Hyman has written on the work of many artists including Pierre Bonnard and the painters of the Sienese School as well as more contemporary artists, such as Howard Hodgkin[4] R.B. Kitaj and the Indian painter Bhupen Khakhar[5] Since 1990, he has been a regular contributor to the Times Literary Supplement and has written on a variety of subjects including: Ernst Ludwig Kirchner[6] Henry Darger [7] and German Romanticism.[8] Hyman has also written extensively on film, including articles on Fellini,[9] Andrei Tarkovsky[10] and Derek Jarman[11] In 1998, his monograph on Bonnard was published by Thames and Hudson, and, in the same year, his book on Bhupen Khakhar was published in India.
Hyman and Roger Malbert curated the Hayward Gallery touring exhibition Carnivalesque[12] in 2000.
In 2001, along with cultural historian Patrick Wright, Hyman was lead curator for the acclaimed Stanley Spencer[13] retrospective at Tate Britain. He also co-curated the major exhibition British Vision[1] at the Museum of Fine Arts, Ghent in 2007-08.

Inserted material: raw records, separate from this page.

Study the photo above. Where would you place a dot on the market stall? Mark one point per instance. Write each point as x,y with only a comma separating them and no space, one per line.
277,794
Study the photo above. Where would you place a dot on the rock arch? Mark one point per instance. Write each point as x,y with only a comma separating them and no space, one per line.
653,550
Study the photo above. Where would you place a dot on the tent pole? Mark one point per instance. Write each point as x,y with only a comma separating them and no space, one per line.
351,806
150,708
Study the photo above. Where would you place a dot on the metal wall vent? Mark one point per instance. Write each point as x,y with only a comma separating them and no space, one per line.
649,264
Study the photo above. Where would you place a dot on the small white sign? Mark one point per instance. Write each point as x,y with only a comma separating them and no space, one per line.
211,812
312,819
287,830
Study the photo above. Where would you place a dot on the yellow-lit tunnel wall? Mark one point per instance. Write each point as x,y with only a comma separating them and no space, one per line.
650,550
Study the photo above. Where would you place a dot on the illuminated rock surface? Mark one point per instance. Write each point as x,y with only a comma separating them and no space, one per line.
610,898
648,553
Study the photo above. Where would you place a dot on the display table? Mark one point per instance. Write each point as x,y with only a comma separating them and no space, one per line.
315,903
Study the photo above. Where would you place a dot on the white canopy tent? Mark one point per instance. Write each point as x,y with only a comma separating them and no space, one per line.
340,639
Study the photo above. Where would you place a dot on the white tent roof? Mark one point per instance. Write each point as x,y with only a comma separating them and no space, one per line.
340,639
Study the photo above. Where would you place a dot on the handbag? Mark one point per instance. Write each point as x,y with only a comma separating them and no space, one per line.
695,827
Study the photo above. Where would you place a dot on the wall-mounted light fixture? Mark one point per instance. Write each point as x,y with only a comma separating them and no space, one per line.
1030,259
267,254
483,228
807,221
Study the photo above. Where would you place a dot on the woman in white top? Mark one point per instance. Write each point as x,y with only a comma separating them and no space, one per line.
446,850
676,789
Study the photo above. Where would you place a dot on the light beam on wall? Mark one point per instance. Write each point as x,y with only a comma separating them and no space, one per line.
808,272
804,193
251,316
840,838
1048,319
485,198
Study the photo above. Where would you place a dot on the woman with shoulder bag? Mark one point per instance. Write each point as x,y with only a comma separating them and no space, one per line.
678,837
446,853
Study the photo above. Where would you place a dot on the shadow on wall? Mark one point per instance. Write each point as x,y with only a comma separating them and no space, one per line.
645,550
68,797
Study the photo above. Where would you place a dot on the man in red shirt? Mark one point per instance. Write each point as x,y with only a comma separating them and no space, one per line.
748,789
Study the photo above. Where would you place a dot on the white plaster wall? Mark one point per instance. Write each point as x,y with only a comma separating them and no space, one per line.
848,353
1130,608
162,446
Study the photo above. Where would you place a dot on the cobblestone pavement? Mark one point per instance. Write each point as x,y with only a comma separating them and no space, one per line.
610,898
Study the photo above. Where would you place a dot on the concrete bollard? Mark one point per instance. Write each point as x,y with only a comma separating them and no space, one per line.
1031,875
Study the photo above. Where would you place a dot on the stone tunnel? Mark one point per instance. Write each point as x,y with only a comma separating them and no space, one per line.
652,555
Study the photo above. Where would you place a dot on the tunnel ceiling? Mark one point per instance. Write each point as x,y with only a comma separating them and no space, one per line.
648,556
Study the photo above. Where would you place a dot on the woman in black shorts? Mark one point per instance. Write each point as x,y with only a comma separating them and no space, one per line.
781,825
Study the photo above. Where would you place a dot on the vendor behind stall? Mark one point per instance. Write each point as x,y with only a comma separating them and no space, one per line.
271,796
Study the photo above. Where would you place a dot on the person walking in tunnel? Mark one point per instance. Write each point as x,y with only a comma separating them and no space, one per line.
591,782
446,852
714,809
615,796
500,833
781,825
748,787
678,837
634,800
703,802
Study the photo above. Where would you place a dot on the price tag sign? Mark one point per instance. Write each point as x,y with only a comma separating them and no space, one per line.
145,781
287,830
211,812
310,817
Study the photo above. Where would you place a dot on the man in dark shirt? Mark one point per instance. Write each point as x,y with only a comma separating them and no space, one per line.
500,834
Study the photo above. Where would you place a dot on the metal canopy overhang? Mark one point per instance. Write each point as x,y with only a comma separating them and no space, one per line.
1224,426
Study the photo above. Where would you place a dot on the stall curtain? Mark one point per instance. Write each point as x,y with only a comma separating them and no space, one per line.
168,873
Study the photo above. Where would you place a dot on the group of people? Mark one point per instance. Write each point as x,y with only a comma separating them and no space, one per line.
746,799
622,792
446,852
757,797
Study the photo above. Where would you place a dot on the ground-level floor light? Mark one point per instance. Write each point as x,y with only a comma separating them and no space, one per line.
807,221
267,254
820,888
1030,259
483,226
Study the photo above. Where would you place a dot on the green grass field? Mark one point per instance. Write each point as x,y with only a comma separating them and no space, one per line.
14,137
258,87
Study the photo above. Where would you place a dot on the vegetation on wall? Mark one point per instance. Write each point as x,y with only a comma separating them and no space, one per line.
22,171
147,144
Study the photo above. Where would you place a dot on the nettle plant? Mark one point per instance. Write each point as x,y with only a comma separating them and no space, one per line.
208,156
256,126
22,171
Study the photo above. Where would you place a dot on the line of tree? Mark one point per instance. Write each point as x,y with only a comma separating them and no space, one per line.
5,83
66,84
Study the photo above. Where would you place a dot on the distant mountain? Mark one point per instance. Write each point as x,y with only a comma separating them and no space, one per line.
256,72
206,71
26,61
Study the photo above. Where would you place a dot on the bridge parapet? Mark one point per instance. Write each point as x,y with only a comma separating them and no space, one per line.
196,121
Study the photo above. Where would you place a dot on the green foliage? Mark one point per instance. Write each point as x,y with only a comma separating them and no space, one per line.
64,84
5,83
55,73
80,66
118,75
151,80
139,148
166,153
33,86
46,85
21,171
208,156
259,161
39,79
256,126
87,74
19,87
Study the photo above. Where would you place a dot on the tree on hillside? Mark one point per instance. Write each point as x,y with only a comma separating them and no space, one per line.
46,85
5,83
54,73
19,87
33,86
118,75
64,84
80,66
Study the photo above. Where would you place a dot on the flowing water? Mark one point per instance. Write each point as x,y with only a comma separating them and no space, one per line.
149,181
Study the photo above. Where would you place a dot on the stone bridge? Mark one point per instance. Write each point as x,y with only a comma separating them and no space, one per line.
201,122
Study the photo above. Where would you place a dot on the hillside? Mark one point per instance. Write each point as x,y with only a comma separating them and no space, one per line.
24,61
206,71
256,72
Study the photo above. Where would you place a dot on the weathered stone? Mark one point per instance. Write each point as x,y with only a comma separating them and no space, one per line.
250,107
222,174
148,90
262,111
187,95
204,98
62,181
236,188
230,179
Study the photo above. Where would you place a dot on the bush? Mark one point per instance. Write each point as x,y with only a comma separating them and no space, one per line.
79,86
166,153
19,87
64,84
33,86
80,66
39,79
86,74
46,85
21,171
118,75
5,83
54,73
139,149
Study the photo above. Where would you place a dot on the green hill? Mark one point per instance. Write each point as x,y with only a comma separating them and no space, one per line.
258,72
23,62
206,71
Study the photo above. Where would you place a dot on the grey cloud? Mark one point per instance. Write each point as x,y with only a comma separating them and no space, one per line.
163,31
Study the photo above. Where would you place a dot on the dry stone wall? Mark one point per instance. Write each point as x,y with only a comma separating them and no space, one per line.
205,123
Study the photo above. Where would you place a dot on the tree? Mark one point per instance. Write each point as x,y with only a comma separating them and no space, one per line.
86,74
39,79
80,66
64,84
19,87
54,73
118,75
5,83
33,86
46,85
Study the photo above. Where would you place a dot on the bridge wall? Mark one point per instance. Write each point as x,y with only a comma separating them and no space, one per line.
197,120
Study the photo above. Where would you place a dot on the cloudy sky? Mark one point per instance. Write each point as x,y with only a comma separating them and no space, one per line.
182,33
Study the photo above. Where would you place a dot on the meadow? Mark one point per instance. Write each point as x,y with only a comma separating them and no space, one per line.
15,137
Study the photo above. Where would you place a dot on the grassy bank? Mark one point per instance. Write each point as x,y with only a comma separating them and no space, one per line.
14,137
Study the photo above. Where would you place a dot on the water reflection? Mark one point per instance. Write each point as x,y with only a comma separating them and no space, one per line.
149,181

Hyman is also well known for his lectures that investigate the tangents and marginalia of art history. He has been a visiting lecturer in art at both the Slade School of Fine Art, Glasgow School of Art, Central St. Martins and The Royal College of Art for many years as well as lecturing at The Working Men's College, The Tate, the National Gallery, London and MOMA in New York.